In order to rally his people and displace blame, Erdogan has employed viciously anti-Israel tropes and behaviors.  Erdogan supports Hamas, the Palestinian rulers of the Gaza Strip who are an offshoot of the Muslim Brotherhood.  Turkey generated the Mavi-Marmara incident in which an alleged relief ship set out from Turkey, carrying a number of provocateurs, seeking to run Israel’s blockade of the Gaza Strip. Israel stopped and boarded the vessels and a struggle involving several fatalities ensued.    Erdogan used the incident as a propaganda weapon to castigate Israel and put distance between Israel and Turkey.  His pronouncements and behaviors were markedly hostile, rude and undiplomatic.  After some time passed, Turkey having elicited an apology and compensation from Israel, the two countries seemed to mend fences.  In actuality, trade between the two countries never had ceased.  But Turkey cancelled Israeli military arms sales and prohibited Israeli Air Force from using of Turkish air space for practice.  Soon thereafter, Erdogan’s back slid once again into vitriol and invective. At that point, Israel eschewed entering into any projects involving creation of a pipeline through which Israeli would send natural gas produced from its wells in the Mediterranean Sea through Turkey to Europe.  Not trusting an Erdogan who was running hot and cold toward the Jewish state, Israel perceived a threat that any such enterprise might be brought to failure or worse.
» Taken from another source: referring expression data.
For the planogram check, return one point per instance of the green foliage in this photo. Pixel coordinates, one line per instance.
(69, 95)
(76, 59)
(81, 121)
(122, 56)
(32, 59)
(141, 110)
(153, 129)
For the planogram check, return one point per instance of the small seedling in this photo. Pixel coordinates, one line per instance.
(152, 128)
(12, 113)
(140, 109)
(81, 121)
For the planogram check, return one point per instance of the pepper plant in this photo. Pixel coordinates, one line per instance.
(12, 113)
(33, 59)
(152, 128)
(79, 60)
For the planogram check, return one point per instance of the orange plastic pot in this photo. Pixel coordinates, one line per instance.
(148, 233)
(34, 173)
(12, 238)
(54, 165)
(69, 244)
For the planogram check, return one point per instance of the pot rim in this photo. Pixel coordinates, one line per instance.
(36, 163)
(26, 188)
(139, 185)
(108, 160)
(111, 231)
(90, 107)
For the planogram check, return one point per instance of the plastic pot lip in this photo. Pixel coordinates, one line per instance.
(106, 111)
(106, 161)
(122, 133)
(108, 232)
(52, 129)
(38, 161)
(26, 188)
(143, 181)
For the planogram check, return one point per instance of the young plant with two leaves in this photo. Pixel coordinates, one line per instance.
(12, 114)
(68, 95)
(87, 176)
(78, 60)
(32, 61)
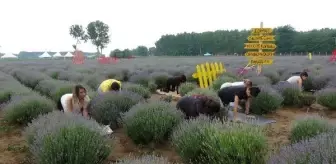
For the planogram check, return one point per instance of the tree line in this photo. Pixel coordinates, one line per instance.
(287, 39)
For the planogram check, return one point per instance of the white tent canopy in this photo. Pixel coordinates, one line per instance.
(45, 55)
(68, 55)
(57, 55)
(8, 55)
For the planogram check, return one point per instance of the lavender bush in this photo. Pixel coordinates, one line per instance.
(327, 97)
(291, 93)
(66, 138)
(320, 149)
(30, 78)
(137, 88)
(186, 87)
(146, 159)
(268, 100)
(160, 78)
(308, 128)
(151, 122)
(237, 144)
(106, 108)
(27, 108)
(187, 139)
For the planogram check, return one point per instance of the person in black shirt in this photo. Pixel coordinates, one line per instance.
(237, 93)
(193, 106)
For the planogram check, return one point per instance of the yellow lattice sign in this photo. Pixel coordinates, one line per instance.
(208, 72)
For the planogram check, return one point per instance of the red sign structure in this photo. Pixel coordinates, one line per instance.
(78, 57)
(333, 56)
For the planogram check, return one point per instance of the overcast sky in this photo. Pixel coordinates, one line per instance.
(43, 25)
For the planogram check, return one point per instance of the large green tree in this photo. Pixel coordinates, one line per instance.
(78, 33)
(98, 33)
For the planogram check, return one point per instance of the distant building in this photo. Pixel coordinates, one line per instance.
(45, 55)
(9, 56)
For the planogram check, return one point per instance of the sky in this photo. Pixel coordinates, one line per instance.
(43, 25)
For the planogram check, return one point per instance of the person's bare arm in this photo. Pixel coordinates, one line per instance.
(235, 107)
(247, 105)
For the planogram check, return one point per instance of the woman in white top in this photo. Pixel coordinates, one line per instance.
(75, 102)
(240, 83)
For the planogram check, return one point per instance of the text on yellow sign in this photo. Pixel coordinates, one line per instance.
(258, 31)
(261, 38)
(261, 61)
(259, 46)
(261, 54)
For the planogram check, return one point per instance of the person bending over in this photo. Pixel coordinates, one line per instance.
(193, 106)
(109, 85)
(237, 93)
(75, 102)
(296, 80)
(173, 83)
(240, 83)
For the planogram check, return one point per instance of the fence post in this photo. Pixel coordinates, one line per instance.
(209, 73)
(204, 76)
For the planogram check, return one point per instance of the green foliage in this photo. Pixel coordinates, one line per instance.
(151, 122)
(139, 89)
(200, 141)
(221, 80)
(291, 96)
(186, 87)
(327, 98)
(308, 128)
(27, 108)
(107, 108)
(146, 159)
(187, 139)
(231, 41)
(239, 144)
(76, 145)
(98, 33)
(268, 100)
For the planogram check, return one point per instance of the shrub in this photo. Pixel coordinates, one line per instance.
(137, 88)
(320, 149)
(160, 78)
(223, 113)
(308, 128)
(106, 108)
(152, 86)
(290, 93)
(186, 87)
(272, 75)
(260, 80)
(221, 80)
(188, 136)
(66, 138)
(146, 159)
(151, 122)
(327, 97)
(141, 79)
(27, 108)
(240, 143)
(30, 78)
(268, 100)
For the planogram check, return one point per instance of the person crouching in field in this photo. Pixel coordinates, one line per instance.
(173, 83)
(75, 102)
(193, 106)
(296, 79)
(238, 93)
(109, 85)
(228, 84)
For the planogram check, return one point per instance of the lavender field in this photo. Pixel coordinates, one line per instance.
(147, 127)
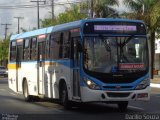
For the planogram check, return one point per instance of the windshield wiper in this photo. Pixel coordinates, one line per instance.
(126, 41)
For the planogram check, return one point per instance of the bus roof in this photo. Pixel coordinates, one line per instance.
(61, 27)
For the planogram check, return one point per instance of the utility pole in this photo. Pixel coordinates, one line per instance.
(18, 18)
(91, 8)
(6, 28)
(52, 5)
(38, 25)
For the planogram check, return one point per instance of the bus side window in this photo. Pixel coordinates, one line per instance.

As Turkey and Iran both covet the oil reserves that lie in the northern region of Iraq, and because Turkey is Sunni, and Iraq and Iran are both Shiite, there is little love lost between Turkey and Iran.  The Russians have their own agenda in the Middle East and, specifically, in Syria, which does not comport with Turkey’s.  The two countries are often at odds.  For example, it is to Russia’s benefit to see an end to the Syrian civil war and a continuation to Syria’s Bashar al Assad’s rule.  Turkey abhorred Assad even before he began to murder his own people.  Erdogan has demanded that Assad be deposed in any postwar settlement.  But more importantly, Turkey has been itching to invade and annex parts of northern Syria in order to destroy the Kurdish threat that exists there and to lay hands on rich oil deposits.  Unlike Iran which threatens Israel’s existence on a repetitive, near daily basis and whose proxies and forces now nearly surround the Jewish state, Turkey’s anti-Israel pronouncements and acts currently do not constitute a strategic threat.  President Erdogan presents more problems to Iran and Russia than he does to Israel. If his vast army goes into action, it is more certain that it will engage with Kurdish forces than with Israeli ones.